花火の構造は、おおよそ右記の様になります。花火玉が筒から発射されると、玉の導火線が燃焼しながら上昇し、上空で割薬に火が入り爆発します。爆発により星が燃えながら四方八方に飛び散る訳です。花火の単体打上げは運動会や信号煙火を打上げる際に多く使われる打上げ方法で、最も基本的なものです。その方法は筒を強固に固定し、発射薬と花火玉を入れます。その後、投込み(シントル・手牡丹などとも呼ばれる)に火をつけて筒の中に投げ入れることになります。

割薬

花火を爆発させて星を遠くに飛ばす役目をします。もみがら等に火薬をまぶし乾燥させたものを使用します。

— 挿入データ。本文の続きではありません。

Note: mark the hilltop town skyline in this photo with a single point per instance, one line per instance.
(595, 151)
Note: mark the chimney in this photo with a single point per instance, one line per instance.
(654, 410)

花火の花の色は、この星によって決まります。 小さな石こう等に色火を出して燃える火薬を「コンペイトウ」を 作る要領で作ります。この作業中に火薬の色を変えると途中 で色の変化する花火になるのです。

導火線

打上筒の打ち上げ火薬に点火すると花火玉は発射されますが、同時に玉の導火線にも点火され、ある一定の時間(3号であれば約3秒)燃えて(その間花火は上昇する)、導火線が燃え尽きると割り薬に点火することになります。 大きい玉になりますと念のために2本つける場合もあります。

玉皮

花火を丸くかたどる為の花火のケースみたいな物です。花火玉を作る時には、半球状のものを2ケ使用し球状に合わせる事で使います。ダンボールの材質に似た紙で作られています。昔はそれぞれの花火屋さんで作りましたが、今では専門のメーカーが一手に引き受けています。玉皮の上にさらに紙を貼り花火玉は完成します。

発射薬

花火を上空まで打上げる仕事をします。黒色火薬を使用しますが、その量は5号玉(直径15cm)で約50g、10号で約500gほどです。

投込み

単発打上げで発射薬に点火するための火薬の固まりです。1cmから2cmほどの火薬ですが、燃焼はややゆっくりしており、手のやけどを少なくします。燃焼が早いとやけどになるし、遅いと筒から出ても燃焼を続け地面におちて火災を発生させてしまうケースもあります。

「花火の基本構造」早打

早打の特徴は1本の筒で沢山の花火玉を連続して打上げるこ とができるということでしょう。あらかじめ花火玉に発射薬をつけておき、真っ赤に焼いた焼金の入った筒に投込むのです。投込むとすぐに花火は発射されますので、俊敏な動作で筒口から手を引っ込める必要があります。1発が打ちあがるとすぐに次の玉を投げ入れます。近頃では電気点火で少なくなってきている方法ですが、花火師の腕の見せ所でもあります。

取手

早打を行なうには、花火玉を片手でつかむ必要があります (もう一方の手は発射薬を火の粉から守るために使えない)。 花火玉は丸いものですから、うまくつかむことができません。 そのため、紙のパイプ状のものを玉にあらかじめ取りつけて おくのです。

焼金

投込んだ、花火玉の発射薬に点火する役目です。筒の径に合うように作った鉄板やチェーンなどを炭やガスコンロで熱し、真っ赤にして使用します。この焼金を上手に焼く ことも経験が必要です。

発射薬

早打の発射薬は花火玉の導火線の所にテープ等で固定されます。現在では専用の火薬袋があり、便利になりました。